D. D. M. : « Certains bébés naissent dans des hôpitaux où la maladie n’est pas connue, et la diagnostiquer prend beaucoup de temps. C’est problématique car dès le début, il faut être très prudent avec un bébé atteint d’EB. »
Une fois le diagnostic posé, comment peut-on avoir accès à une expertise médicale ?
A.C. : « Il y a un neurologue référent Huntington à Erasme, mais ce n’est pas un centre d’accueil spécialisé. Quand la situation est devenue trop lourde, on a dirigé Cédric vers un centre d’expertise à Namur. Comme il n’y avait pas de place pour l’accueillir sur la durée, on a organisé une hospitalisation à domicile, chez nous. Cédric y est mort après 5 années de soins très exigeants, en termes de temps et d’énergie. »

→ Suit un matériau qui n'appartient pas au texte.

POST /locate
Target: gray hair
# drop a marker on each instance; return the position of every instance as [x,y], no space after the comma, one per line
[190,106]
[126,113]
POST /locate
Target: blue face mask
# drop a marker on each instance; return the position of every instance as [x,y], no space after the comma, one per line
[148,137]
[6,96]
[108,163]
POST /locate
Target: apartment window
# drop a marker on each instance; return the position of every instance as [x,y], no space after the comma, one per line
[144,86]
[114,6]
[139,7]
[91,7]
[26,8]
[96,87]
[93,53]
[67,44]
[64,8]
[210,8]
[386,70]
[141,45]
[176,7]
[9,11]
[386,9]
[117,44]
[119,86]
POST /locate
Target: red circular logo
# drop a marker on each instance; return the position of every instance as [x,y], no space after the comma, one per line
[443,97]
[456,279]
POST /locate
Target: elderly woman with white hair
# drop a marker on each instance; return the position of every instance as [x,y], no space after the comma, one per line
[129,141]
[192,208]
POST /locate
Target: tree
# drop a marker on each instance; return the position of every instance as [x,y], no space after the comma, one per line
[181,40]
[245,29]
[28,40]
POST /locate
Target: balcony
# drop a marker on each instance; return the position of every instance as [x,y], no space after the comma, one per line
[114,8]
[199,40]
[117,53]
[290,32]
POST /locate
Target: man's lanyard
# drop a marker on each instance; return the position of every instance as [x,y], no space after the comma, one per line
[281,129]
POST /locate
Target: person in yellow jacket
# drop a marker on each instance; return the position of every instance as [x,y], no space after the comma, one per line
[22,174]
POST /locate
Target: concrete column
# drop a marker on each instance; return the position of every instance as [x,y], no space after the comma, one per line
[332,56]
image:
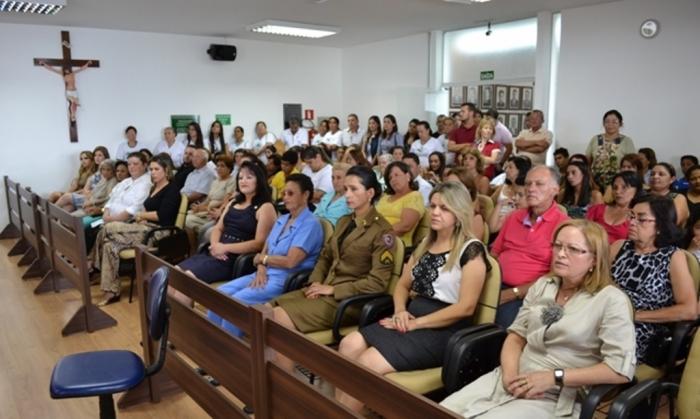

D. D. M : « Le fait que c’est une maladie rare empêche d’organiser une prise en charge rapide. C’est DEBRA, l’organisation des patients, qui fait beaucoup en termes d’informations. Nous essayons de centraliser l’expertise, l’information et les connaissances : il existe un centre EB en Belgique, à l’UZ Leuven. Nous travaillons actuellement à la reconnaissance officielle de ce centre. »
Quels sont les traitements disponibles ?
A.C. : « Pour la MH, il n’existe aucun traitement. On peut rendre la maladie un peu supportable avec un médicament qui limite les tremblements, et donner un peu de confort de vie avec des antidépresseurs et des anxiolytiques. »
D. D. M : « Ça dépend de la forme, de l’individu, mais aussi de l’endroit où se trouvent les plaies. Il n’y a pas de solution miracle : bandages, gels, baumes, on essaye et on voit ce que ça donne. C’est pourquoi il est essentiel d’écouter le patient et son entourage. Mais il existe des directives internationales que les patients et les prestataires de soins peuvent suivre. »
Quel est l’impact psychologique de ces maladies sur le patient et sa famille ?
A.C. : « Apprendre que vous êtes porteur du gène muté à un degré qui va complètement perturber votre vie, est un choc. Tout comme apprendre que votre frère ou votre sœur est malade… De par mon parcours personnel, j’ai compris à quel point les malades et les familles impactés par des maladies rares et orphelines sont démunis. Mon engagement dans les Associations vise à partager les connaissances accumulées en accompagnant la fin de vie de Cédric. »
D. D. M : « Je me sens souvent coupable, peut-être parce que j’ai eu le choix : j’aurais pu faire une FIV et diagnostiquer la maladie. Mais nous avons décidé d’avoir un enfant de manière naturelle, sachant que la maladie allait être légère. Je vois ma fille vivre avec des plaies et des cloches ; ce n’est pas facile. Mais on essaye de lui donner une vie normale : elle va à l’école, et on ne lui met pas toujours de bandages. »
À savoir
– La maladie de Huntington est une maladie neurologique à évolution progressive. Cette maladie génétique orpheline, à profond retentissement familial, fait partie des maladies rares les plus fréquemment rencontrées.
– L’épidermolyse bulleuse est une maladie génétique rare de la peau. Elle se manifeste dès la naissance par une peau très fragile qui a tendance à se décoller, formant des bulles souvent douloureuses.